Methods : 145 subjects (74.8±9.6 years) underwent cataract surgery with a clear corneal incision placed oblique to the steepest corneal meridian. Scheimpflug tomography was used to determine the corneal power pre-operatively and post-operatively (3-6 months). The preoperative measurements and surgeon specific SIA were used to calculate the predicted post-operative corneal power. Two models were created to examine the correction that would have been achieved had a toric intraocular lens (IOL) been implanted. The first model used the toric calculator predicted corneal astigmatism (predicted) and the second used the pre-operative corneal data alone (actual)

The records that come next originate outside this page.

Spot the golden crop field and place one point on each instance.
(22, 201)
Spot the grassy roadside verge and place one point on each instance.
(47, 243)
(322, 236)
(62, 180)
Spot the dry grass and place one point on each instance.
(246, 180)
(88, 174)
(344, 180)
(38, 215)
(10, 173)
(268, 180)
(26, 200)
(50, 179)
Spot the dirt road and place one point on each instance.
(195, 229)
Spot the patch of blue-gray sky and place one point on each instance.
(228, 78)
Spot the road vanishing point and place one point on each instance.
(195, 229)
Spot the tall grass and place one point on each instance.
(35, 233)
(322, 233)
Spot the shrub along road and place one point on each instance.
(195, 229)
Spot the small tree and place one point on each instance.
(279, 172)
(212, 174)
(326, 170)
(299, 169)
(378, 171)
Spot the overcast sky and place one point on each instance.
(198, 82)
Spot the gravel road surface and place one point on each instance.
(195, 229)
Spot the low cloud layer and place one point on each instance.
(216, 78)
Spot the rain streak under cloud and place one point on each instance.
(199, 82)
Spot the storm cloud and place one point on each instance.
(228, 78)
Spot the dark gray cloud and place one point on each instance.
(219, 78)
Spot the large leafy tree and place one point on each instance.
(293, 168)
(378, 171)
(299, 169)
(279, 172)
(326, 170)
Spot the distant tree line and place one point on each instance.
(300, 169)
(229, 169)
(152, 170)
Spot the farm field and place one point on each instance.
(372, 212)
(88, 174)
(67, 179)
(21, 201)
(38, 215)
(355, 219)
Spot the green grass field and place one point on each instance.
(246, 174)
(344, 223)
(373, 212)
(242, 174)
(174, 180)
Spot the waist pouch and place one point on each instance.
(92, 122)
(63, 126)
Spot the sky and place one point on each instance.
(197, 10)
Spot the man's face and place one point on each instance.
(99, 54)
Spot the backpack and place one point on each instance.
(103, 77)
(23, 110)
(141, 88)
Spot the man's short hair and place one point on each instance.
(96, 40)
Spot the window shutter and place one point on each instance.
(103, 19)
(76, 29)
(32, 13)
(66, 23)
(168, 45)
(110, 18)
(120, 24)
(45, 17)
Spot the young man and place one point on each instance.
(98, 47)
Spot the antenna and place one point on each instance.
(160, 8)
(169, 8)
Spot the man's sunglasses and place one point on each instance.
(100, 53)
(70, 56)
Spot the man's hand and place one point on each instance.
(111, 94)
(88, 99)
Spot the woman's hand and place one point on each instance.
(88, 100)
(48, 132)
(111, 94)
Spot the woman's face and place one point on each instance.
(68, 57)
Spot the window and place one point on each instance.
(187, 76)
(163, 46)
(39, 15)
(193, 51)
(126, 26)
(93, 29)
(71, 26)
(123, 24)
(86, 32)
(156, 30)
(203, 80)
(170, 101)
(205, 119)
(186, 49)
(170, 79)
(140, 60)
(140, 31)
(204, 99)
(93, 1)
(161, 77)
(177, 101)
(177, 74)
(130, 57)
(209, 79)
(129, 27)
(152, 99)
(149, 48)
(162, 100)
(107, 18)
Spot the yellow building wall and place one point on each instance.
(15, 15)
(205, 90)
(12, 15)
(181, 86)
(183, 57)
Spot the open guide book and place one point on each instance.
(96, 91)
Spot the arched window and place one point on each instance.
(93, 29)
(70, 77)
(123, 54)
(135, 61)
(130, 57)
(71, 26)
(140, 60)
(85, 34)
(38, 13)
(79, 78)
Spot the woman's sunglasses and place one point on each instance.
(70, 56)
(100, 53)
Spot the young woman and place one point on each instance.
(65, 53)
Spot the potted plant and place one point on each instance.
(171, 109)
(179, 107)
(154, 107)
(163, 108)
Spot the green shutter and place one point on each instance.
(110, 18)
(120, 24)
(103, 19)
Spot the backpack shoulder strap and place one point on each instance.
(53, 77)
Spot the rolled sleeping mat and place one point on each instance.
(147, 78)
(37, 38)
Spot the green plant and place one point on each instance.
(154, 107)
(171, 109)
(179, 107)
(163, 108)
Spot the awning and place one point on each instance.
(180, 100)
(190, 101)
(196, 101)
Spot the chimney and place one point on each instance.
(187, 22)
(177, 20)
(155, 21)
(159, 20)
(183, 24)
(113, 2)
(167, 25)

Results : The predicted median shift in the steepest corneal meridian was 11.2° (IQR 6.0, 20.5°) away from the incision site. The median actual change was only 2.9° (IQR -6.5, 13.7°). Toric calculators significantly overestimate the overall change in axis for this cohort (p<0.001), and a poor correlation was found between the predicted and actual corneal axis change (r=0.086, p=0.14). The two models showed significantly different residual ocular astigmatic values (P<0.001) with the predicted (0.64D) being higher than the actual (0.40D) model

Conclusions : The oblique cross cylinder formulae used in the toric IOL calculators overestimates the shift in orientation of the steepest corneal meridian following cataract surgery. The findings would suggest that when using an corneal incision oblique to the steepest meridian that the toric IOL should be selected and placed in accordance with the pre-operative corneal power alone and not the corneal power as predicted through vector analysis

This is an abstract that was submitted for the 2016 ARVO Annual Meeting, held in Seattle, Wash., May 1-5, 2016.